In any event, the text suggests a high value on free agency in the divine scheme of things. The Lord forces no destiny upon us -- even something as seemingly inevitable as the natural course of disease and death. There are blessings the Lord waits to bestow upon us contingent upon taking the initiative to ask; or, better yet, the Lord expects us to achieve a kind of higher consciousness that can only come from faithful perseverance even in the face of denial.

Thursday, December 20, 2007

New Life, New Routines

While we were in California last week for my Grandmother's memorial, I was on the phone wrangling with school bureaucracies to get our foster kid's transcripts to the right folks, and to set up an intake appointment. Glen didn't want to spend one minute longer than he had to in the group home, and they couldn't release him to us until we had him enrolled in school. It was down to the wire, but by the time school offices were closing on Friday I had set it up.

Sunday, our morning flight was canceled, so I had to call Glen and let him know we would be three hours later picking him up than we had initially planned. We were literally counting the hours that last day. We arrived in the Twin Cities around six, got our car rental, dropped our stuff off, and then headed straight for the home. It was a joyful reunion.

Monday morning we took him to school to get him registered. We met with the assistant principal. I arrived at work late. Göran took the day off so he could take Glen shopping for school supplies. They came by my office, and I took them around and introduced him to my co-workers and supervisors.

Tuesday was the beginning of my new routine. Up at 5:30 a.m. so I can be at work by 7:00 a.m., and home by 3:30 p.m. Göran stays on his old schedule, and is at home late enough to see Glen off to school. Then I'm home shortly after he arrives home from school.

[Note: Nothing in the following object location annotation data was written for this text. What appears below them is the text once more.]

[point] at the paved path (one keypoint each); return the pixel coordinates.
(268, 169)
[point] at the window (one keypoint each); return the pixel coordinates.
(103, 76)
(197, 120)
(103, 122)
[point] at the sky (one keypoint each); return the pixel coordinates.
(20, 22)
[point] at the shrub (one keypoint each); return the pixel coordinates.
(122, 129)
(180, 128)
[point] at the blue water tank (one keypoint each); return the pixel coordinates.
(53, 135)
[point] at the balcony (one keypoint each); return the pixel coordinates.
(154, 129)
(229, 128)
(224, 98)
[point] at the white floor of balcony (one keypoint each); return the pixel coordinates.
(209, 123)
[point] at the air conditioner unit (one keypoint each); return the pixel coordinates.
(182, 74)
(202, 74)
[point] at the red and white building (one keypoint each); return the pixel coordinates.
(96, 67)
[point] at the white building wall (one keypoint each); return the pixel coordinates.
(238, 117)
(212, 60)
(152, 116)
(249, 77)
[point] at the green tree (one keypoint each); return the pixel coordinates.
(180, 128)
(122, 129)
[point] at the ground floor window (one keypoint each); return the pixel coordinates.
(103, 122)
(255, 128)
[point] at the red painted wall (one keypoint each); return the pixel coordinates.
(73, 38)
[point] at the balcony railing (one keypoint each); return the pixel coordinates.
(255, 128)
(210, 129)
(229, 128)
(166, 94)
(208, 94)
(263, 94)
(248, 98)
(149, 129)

Göran and I were on pins and needles that whole day. We knew Glen would do great in his classes -- he's an A student. But we knew how important it would be for him to find new friends and feel accepted. He confided in us that he was nervous. This school has a student body ten times the small-town school he last attended. They have a rule at the school banning the use of cell phones, so I just had to wait the old fashioned way till the end of the day to hear how everything had gone.

That night Glen reported that the students at his new school were very open and friendly, and on his very first day he'd already met a girl who wanted to introduce him to her whole circle of friends. By the end of Wednesday there were other new friends, and no more nervousness or pins or needles. By the end of today, he produced a note another new friend had been passing to him, a girl with an obvious crush.

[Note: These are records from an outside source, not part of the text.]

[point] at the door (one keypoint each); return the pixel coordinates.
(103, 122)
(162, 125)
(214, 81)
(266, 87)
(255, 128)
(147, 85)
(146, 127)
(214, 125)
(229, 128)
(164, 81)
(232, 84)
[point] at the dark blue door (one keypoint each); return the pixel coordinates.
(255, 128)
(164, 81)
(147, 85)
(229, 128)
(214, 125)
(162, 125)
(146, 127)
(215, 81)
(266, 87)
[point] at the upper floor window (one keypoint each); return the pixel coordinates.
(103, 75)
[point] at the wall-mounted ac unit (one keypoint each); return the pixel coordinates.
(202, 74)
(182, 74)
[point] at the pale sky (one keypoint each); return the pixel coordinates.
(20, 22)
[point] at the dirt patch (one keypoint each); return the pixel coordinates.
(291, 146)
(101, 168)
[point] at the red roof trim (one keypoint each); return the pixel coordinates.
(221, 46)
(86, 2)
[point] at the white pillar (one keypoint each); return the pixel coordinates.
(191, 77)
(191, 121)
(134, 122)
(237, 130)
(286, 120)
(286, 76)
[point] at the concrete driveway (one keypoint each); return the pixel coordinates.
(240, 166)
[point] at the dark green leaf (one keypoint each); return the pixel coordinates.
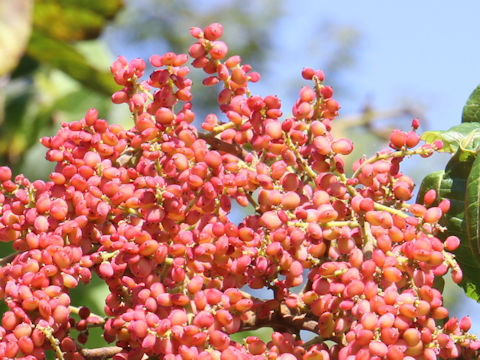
(464, 136)
(471, 110)
(453, 186)
(472, 207)
(64, 57)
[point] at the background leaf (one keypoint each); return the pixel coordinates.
(15, 28)
(65, 57)
(471, 110)
(74, 20)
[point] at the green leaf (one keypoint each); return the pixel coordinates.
(66, 58)
(471, 110)
(15, 28)
(472, 207)
(465, 136)
(453, 186)
(74, 20)
(431, 181)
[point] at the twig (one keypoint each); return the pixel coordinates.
(9, 258)
(101, 353)
(221, 145)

Last night, I had to take Glen to a meeting. Later, we talked about a youth group he wants to get involved in. Today I stopped at a book store to pick up Kidnapped by Robert Louis Stevenson, for an over-the-holidays English assignment. When I arrive home from work now, I get new reports about classes, homework, new friends. Göran and I are planning weekend activities for our new family. Life at home now revolves around meals, bedtime, school.

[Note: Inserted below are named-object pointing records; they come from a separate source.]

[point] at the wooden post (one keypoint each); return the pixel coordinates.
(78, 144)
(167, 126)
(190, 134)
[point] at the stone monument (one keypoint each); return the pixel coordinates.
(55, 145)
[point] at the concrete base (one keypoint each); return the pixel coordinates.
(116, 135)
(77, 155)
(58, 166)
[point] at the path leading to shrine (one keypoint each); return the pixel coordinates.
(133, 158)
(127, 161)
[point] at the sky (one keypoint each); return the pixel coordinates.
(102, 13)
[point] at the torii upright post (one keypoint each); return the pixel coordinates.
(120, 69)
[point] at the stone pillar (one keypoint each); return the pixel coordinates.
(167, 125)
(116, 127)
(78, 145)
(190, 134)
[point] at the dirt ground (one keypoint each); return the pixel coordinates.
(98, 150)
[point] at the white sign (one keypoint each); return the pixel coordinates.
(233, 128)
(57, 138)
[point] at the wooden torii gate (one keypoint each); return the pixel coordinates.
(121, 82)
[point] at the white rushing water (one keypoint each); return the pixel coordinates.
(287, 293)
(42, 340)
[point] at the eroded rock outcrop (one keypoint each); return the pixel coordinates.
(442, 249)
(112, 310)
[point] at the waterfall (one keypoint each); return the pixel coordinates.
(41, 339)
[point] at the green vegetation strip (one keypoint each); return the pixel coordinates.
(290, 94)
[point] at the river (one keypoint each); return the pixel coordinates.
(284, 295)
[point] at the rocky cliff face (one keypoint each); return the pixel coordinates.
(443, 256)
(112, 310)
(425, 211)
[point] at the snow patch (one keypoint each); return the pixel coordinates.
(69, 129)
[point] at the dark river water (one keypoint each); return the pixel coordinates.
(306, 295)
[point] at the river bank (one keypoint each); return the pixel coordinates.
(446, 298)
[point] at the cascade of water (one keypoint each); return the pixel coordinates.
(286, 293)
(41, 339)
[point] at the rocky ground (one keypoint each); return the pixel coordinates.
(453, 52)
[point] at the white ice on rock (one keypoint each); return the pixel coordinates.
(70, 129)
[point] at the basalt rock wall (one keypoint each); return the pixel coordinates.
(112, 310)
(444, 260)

I've had less time for blogging. I'm in bed every night now by 10:30 p.m.! Work has required a special, new kind of discipline in order to coordinate projects on my new schedule. Most of my spare time is spent gearing up for teaching in the spring.

Somehow I once would have thought these changes unimaginable. Now they're reality. I'm amazed how incredibly happy I am -- we are. This is our new life!

Thursday, December 13, 2007

Nothing Else Much Seems to Matter Any More

Wow. My life has irrevocably changed.

Göran and I have spent the past three days getting to know and bonding with our first foster kid. Eating meals with him. Washing dishes with him. Having long conversations about his life up to this point, about our lives. Being amazed and in awe at the courage that's gotten him this far. Taking him to see the movie The Golden Compass. Getting him registered at the local high school. Buying new clothes for him. Taking him downtown to show him where Göran works. Playing video games, and laughing like fools at funny cat videos on the Internet.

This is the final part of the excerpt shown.